The proposed budget would slash U.S. Department of Agriculture funding by 15 percent, which includes cutting the amount of subsidies farmers receive to help pay for crop insurance by 31 percent, meaning they would have to pay for 52 percent of their crop insurance instead of 38 percent. A 12 percent cap would be established on insurance company underwriting gains.

Also impacted would be the SNAP, or Supplemental Nutrition Assistance Program, and conservation efforts. The president’s budget proposes boosting SNAP work guidelines to require almost all able-bodied adults up to the retirement age of 65 to work or participate in an approved training program.

The tool used to test for commodity programs also would be reduced from $900,000 to $500,000 adjusted growth income. These same agriculture areas were on the chopping block during the latest farm bill’s formation, but they were rejected during its creation and kept alive.

Other USDA programs at risk of being eliminated through Trump’s budget proposal include the McGovern-Dole International Food and Education Program, Food for Progress and Rural Business-Cooperative Services programs. The Food Safety Inspection Service would employ user fees, but because Congress would have to approve legislation thereafter to implement them, no one expects it to happen.

American Soybean Association president and grower Davie Stephens said the cuts contained within the proposed budget are a “180 from the support we saw a few short months ago.”

“I and other farmers are confused as to why his (Trump’s) budget proposal would include wholesale changes and spending cuts in farm bill programs,” he stated.

One notable concern to the ASA is that Trump’s budget proposal calls for reductions to U.S. Army Corps of Engineers programs that buoy inland waterways infrastructure. This would affect the “global competitiveness” of soybeans, corn and other commodities.

“Given the significant disruptions that we are experiencing in trade markets for soybeans, it is more important than ever to invest in infrastructure that will improve our future global competitiveness,” he stated.

Other areas that could see spending cut in Trump’s proposal include Medicaid, environment protection, education, transportation and other non-defense agencies and departments.

Many officials believe Trump’s budget proposal will not make it very far, as it contains several items that have hit a brick wall before.

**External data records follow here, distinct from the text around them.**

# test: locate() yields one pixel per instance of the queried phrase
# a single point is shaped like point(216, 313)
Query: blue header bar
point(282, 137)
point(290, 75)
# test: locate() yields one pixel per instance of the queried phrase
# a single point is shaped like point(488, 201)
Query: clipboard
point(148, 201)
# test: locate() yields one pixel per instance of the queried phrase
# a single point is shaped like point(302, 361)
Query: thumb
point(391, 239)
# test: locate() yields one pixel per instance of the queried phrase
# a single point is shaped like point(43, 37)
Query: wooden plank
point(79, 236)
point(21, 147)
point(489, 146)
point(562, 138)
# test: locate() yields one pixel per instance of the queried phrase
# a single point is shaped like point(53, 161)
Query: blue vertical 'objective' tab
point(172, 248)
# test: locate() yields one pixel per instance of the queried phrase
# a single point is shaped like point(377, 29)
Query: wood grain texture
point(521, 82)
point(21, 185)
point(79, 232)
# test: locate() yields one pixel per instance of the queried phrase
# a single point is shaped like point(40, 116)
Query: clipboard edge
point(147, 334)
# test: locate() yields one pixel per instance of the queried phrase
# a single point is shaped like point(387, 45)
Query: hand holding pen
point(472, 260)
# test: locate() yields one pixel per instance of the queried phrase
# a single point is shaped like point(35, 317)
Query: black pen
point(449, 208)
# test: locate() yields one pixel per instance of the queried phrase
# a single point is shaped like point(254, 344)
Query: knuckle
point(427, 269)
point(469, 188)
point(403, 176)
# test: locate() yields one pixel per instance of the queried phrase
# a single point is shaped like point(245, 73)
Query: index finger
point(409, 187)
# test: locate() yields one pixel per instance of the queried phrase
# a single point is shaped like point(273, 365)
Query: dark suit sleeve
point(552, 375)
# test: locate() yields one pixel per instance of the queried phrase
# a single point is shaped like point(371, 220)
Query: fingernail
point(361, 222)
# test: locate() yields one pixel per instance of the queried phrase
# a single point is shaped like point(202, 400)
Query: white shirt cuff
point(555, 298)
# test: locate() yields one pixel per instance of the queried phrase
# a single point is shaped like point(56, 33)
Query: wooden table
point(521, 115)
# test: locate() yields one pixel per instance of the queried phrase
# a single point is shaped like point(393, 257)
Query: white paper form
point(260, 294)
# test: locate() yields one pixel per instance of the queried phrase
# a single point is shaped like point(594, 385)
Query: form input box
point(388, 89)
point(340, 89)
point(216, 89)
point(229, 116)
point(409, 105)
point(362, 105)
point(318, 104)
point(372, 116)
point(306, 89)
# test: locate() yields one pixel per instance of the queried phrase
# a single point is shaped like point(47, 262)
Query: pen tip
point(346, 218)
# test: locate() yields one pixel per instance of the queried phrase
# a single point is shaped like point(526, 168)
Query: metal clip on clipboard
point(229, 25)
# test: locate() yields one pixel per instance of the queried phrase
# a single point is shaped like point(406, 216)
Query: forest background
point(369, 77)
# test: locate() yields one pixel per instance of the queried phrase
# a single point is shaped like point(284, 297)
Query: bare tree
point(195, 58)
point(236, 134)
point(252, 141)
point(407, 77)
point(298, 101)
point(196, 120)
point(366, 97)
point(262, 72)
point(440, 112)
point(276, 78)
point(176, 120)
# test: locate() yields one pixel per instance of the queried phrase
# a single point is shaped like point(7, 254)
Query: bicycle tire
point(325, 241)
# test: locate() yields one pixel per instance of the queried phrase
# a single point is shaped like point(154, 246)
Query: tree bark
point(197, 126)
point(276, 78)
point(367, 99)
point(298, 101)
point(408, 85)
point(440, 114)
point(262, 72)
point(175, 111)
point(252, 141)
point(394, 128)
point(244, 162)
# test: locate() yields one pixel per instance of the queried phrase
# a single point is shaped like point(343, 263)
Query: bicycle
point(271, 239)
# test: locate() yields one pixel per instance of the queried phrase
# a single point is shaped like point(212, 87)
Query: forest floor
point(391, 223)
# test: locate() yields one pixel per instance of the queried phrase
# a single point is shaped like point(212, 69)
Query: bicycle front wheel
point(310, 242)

Monte Shaw, director of the Renewable Fuels Association, said that the proposal is “DOA.”

Gene Paul, a retired farmer with the National Farmers Organization, said he and several others involved in agriculture are “very concerned about this budget.”

“We realize that Congress is not going to pick this budget and run with it,” Paul said. “But it shows the thinking of the administration and it concerns us. In December, Congress passed a budget-neutral farm bill and now the administration is asking Congress to take another cut with crop insurance, which comes at a time when farmers need crop insurance worse than ever. Reducing subsidies is just not good thinking as far as we’re concerned, either.”

Paul described the proposed White House budget as being a “not farmer-friendly administration.”

“I really don’t know what he’s thinking and where it’ll go,” Paul said. “The farm bill is pretty well set for the coming years and I honestly don’t know where the administration will go with this. It gives you some idea what the thinking is in D.C. Apparently the people who put this together don’t have an idea of what those crops are going to mean as far as farming is concerned.”

“They’re not in touch with what’s going on out there.”